I never shot the rifle before taking it to the gunsmith and having a Timney trigger installed set at 2&3/4#. Also had it bedded in a Mcmillian stock (which I later sold) at the same time. Fast forward to early fall... still hadn’t shot it till October. Got it up and running with 165 core-lokts (maybe 4-5 rounds) with no issues. I start gettin light primer strikes with no ignition. Repeat on 4 cartridges in a row. I even snapped the pin 3 times on one with nothing. Assume bad lot of ammo. Grab some Hornady American Whitetail 150gr and proceed to shoot 4 3 shot groups of 1” or slightly less.
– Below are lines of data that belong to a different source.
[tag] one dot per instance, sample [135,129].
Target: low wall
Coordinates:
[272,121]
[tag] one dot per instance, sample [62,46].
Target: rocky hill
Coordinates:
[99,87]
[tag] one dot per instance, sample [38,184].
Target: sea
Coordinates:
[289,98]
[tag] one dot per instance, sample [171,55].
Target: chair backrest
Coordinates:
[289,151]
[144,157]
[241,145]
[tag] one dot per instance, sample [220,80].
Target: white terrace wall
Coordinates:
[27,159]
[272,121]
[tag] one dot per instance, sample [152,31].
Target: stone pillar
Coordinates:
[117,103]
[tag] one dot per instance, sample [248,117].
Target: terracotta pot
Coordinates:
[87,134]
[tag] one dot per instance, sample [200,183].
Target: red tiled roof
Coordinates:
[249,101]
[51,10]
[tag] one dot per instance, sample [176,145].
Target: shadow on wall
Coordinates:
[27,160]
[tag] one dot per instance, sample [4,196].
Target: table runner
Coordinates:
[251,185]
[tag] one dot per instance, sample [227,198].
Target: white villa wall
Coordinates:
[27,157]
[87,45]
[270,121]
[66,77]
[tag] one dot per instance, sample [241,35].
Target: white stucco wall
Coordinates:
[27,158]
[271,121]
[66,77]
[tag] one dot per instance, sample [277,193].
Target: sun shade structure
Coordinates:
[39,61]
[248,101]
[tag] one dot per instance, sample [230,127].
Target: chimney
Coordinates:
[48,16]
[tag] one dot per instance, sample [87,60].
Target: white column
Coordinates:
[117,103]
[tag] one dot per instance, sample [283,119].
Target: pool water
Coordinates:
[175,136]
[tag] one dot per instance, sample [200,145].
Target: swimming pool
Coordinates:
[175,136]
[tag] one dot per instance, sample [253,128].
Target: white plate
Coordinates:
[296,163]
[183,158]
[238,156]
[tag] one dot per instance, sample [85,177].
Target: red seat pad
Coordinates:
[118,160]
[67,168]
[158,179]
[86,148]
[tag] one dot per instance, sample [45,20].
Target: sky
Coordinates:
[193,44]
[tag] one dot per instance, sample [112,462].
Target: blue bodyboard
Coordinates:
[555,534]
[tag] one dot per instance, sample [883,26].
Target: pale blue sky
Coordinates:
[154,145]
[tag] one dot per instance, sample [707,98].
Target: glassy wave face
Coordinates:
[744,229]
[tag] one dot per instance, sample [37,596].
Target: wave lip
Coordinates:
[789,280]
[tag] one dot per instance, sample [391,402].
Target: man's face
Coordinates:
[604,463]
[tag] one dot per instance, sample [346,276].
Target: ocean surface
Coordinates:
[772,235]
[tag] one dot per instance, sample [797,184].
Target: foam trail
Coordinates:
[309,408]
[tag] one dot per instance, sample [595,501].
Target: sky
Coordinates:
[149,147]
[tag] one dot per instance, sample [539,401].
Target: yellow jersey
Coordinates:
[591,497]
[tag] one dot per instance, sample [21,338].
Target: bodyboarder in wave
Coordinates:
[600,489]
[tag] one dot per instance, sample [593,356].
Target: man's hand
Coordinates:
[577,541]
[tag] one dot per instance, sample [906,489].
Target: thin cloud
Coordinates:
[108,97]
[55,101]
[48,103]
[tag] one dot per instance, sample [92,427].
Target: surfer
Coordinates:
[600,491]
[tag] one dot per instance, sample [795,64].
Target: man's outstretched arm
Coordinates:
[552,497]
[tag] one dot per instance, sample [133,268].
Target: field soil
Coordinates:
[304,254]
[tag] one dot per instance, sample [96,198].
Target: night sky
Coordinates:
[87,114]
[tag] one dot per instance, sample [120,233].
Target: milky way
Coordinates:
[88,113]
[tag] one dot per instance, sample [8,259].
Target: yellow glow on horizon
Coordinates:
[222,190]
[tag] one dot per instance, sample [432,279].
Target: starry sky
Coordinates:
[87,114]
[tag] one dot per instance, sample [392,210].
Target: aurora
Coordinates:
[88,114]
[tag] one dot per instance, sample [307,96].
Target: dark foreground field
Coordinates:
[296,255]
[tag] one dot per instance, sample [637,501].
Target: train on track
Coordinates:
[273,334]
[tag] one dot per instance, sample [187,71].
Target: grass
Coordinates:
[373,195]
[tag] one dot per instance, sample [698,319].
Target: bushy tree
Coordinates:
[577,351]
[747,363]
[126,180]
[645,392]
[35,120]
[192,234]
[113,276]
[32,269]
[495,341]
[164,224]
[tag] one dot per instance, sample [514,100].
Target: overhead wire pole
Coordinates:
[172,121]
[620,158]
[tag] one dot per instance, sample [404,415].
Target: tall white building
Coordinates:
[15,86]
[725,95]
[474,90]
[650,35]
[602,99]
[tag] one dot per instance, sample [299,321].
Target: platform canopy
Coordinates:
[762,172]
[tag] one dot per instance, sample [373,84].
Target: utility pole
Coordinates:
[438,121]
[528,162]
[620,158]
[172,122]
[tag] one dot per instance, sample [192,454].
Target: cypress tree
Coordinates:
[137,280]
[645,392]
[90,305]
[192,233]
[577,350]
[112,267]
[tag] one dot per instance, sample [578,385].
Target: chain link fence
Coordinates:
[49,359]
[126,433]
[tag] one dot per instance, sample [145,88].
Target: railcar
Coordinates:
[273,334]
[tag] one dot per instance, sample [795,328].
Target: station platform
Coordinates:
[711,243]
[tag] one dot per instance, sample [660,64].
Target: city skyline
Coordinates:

Wait a few days and shoot another 10-15 rounds of ammo. No issue whatsoever. Killed a good 8 point December 15 with 2 shots; no issue. New Year’s Day At 8:00 am, decide to take a cull buck and rifle snaps. Quickly bolt rifle and kill buck. Brought gun home, disassembled and cleaned. Don’t see anything wrong. Shoot it today and it snaps on 10 out 15 rounds, 3 types of factory ammo. Of the snapped ammo, i shoot 1 of each type thru my M700 and all go bang first trip of the trigger. I’m taking it back to the smith but am curious what’s going on here. Is it a weak firing pin or something in the trigger? Or is it something totally different?
Have you measured fired cases to see if the rifle has excessive headspace? A long chamber can cause light strikes/misfires
Originally Posted by noKnees
Have you measured fired cases to see if the rifle has excessive headspace? A long chamber can cause light strikes/misfires


I have not. I threw all the brass in my brass bucket together. May have to try and fire a few to see
First ensure your bolt is free of gunk inside.
Remove the firing pin assembly, and spray out the interior of the bolt and the firing pin spring/assembly with brake cleaner. Reassemble dry and go shoot it.
Originally Posted by m_stevenson
First ensure your bolt is free of gunk inside.
Remove the firing pin assembly, and spray out the interior of the bolt and the firing pin spring/assembly with brake cleaner. Reassemble dry and go shoot it.


That is what I was thinking. I got the smith to disassemble, inspect and clean bolt when he had it too. But I think this may be what I need to donow
I’m a big fan of those Hornady headspace comparators. I measure my previously shot brass to get my rifle chamber headspace, and use that as a reference to adjust the headspace clearance on my ammo.
I'd bet the inside of your bolt is full of goop, gunk and dirt.